Heute mal ganz „Old-School“.
Unterwegs mit dem Balgen. Durch den langen Auszug lassen sich auch extreme Makrobereiche erschließen. Allerdings hat dies einen großen Nachteil: Der Lichtverlust ist extrem. Eure Kamera sollte also hohe ISO Zahlen vertragen.

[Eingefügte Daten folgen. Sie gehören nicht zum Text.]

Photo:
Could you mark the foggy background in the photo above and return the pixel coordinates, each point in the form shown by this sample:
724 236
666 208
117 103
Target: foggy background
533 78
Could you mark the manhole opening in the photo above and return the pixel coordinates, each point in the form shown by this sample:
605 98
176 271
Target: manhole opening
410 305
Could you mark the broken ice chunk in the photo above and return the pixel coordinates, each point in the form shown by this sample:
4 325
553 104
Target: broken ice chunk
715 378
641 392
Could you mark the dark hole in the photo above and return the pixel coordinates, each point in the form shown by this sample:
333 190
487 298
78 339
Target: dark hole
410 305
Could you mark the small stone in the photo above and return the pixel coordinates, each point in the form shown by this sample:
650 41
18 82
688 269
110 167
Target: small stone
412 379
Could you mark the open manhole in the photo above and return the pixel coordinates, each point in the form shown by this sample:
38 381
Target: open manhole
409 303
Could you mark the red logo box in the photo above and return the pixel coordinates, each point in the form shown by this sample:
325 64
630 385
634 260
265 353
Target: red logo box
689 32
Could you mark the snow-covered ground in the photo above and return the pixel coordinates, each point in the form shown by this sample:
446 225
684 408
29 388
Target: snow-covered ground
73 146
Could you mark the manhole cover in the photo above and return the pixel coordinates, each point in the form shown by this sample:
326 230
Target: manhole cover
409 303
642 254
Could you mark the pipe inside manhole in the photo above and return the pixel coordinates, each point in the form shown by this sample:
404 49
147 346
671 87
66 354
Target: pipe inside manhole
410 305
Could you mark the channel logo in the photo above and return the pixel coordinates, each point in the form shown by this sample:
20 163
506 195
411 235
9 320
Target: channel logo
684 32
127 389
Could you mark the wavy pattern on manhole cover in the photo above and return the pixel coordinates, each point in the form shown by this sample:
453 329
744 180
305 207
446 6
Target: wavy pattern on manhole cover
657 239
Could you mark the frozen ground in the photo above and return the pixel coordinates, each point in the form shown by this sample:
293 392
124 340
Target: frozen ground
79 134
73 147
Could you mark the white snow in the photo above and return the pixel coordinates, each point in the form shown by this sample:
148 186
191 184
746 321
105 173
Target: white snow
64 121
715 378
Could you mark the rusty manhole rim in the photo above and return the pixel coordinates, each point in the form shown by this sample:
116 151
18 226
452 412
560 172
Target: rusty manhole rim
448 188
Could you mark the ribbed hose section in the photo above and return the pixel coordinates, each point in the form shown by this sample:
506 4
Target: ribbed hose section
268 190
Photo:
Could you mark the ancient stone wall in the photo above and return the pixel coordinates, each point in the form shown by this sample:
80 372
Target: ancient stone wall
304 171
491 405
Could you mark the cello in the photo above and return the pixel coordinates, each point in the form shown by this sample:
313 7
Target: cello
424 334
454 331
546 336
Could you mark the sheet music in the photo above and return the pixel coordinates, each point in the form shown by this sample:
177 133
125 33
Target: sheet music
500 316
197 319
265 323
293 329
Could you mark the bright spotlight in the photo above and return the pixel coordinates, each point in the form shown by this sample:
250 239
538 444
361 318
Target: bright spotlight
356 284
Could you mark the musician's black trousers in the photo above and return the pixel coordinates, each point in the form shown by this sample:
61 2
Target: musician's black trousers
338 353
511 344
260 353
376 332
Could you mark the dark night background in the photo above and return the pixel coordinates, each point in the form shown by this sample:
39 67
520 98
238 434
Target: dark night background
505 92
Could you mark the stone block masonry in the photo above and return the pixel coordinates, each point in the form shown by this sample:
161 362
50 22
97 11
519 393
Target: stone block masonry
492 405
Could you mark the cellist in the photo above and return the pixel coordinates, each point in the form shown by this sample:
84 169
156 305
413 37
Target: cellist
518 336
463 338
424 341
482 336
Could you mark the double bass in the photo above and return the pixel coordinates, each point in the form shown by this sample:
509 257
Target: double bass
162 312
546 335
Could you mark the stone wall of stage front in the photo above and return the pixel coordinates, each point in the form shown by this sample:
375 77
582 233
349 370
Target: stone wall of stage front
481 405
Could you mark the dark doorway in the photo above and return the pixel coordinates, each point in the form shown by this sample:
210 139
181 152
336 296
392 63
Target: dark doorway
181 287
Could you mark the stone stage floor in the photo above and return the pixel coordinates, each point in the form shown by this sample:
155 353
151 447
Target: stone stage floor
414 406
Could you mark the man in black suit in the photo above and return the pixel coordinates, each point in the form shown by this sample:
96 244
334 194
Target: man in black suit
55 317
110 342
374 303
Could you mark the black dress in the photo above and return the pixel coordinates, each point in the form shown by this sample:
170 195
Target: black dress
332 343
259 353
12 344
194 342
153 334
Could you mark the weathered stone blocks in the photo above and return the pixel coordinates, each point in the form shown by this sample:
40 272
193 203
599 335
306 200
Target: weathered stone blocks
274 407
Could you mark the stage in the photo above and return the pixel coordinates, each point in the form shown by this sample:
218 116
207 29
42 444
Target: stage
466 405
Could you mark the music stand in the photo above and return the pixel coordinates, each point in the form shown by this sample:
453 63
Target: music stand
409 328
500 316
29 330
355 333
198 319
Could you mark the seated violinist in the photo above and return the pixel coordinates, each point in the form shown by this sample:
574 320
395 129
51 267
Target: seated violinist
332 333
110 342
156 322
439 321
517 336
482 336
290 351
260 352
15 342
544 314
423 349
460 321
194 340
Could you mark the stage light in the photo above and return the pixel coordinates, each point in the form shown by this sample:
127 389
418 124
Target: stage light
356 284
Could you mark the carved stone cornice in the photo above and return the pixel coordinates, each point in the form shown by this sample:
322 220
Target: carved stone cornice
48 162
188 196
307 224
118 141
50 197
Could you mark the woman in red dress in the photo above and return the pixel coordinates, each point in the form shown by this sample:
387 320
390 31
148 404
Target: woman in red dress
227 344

Makrofotografie mit dem Balgengerät

Der Balgen ist eigentlich ein Relikt aus der analogen Fotografie und diente dazu den Nahbereich eines Objektives durch den Auszug des Balgens zu erweitern. Da die meisten Objektive nicht für den Nahbereich gerechnet waren, gab es verschiedene Makroköpfe zum Beispiel von Novoflex. Diese findet man immer noch ab und zu bei Ebay für um die 100 Euro (z.B. das 4,0/105mm). In Verbindung mit dem passenden Balgen (Auf Bajonettanschluss achten!) lassen sich so im Extremstfall Abbildungsmaßstäbe von bis zu 8:1 bei vollem Auszug erzielen. Das heißt also eine achtfache höhere Vergößerung im Vergleich zu den „normalen“ Makroobjektiven auf dem Markt, die in der Regel „nur“ 1:1 schaffen.
Allerdings haben Balgen einen großen Nachteil, je weiter der Auszug, desto weniger Licht kommt am Sensor an. Es gibt bestimmt Seiten im Internet die das in Blenden ausrechnen können, ich kann nur aus der Praxis berichten. Ein voll ausgezogener Balgen schluckt extrem viel Licht und Aufnahmen ohne Blitz mit reinem Tageslicht sind nicht mehr möglich. Dazu kommt noch, dass das Sucherbild sich bei Spiegelreflexkameras extrem verdunkelt und ein Scharfstellen sehr schwierig macht. Durch den extremen Vergrößerungsfaktor bei ausgezogenem Balgen wird das Bild durch die längeren Verschlußzeiten schon nur allein durch das Auslösen der Kamera (Tippen auf den Auslöser) garantiert verwackelt. Von daher sollte man immer einen Fernauslöser (Kabel oder per HandyApp) zum Auslösen benutzen.
Um den Lichtverlust auszugleichen helfen spezielle Makroblitzsysteme, wie zum Beispiel das von Novoflex. Dieses aus mindestens zwei Blitzgeräten bestehendes System wirft eine Art Zangenlicht auf das Objekt (siehe nachfolgende Bilder). Die extrem schnelle Abbrennzeiten der Blitze von 1/15.000S oder kürzer sorgen mit etwas Erfahrung für scharfe und gut ausgeleuchtete Bilder. Aber auch mit den vielen anderen erhältlichen Blitzen und einem entsprechenden Blitzhaltesystem für die Makrofotografie lassen sich schon schnelle Blitzzeiten erzielen. Einfach mal bei Novoflex auf die Seite schauen.

 

Ist ein Balgen heutzutage eigentlich noch zeitgerecht?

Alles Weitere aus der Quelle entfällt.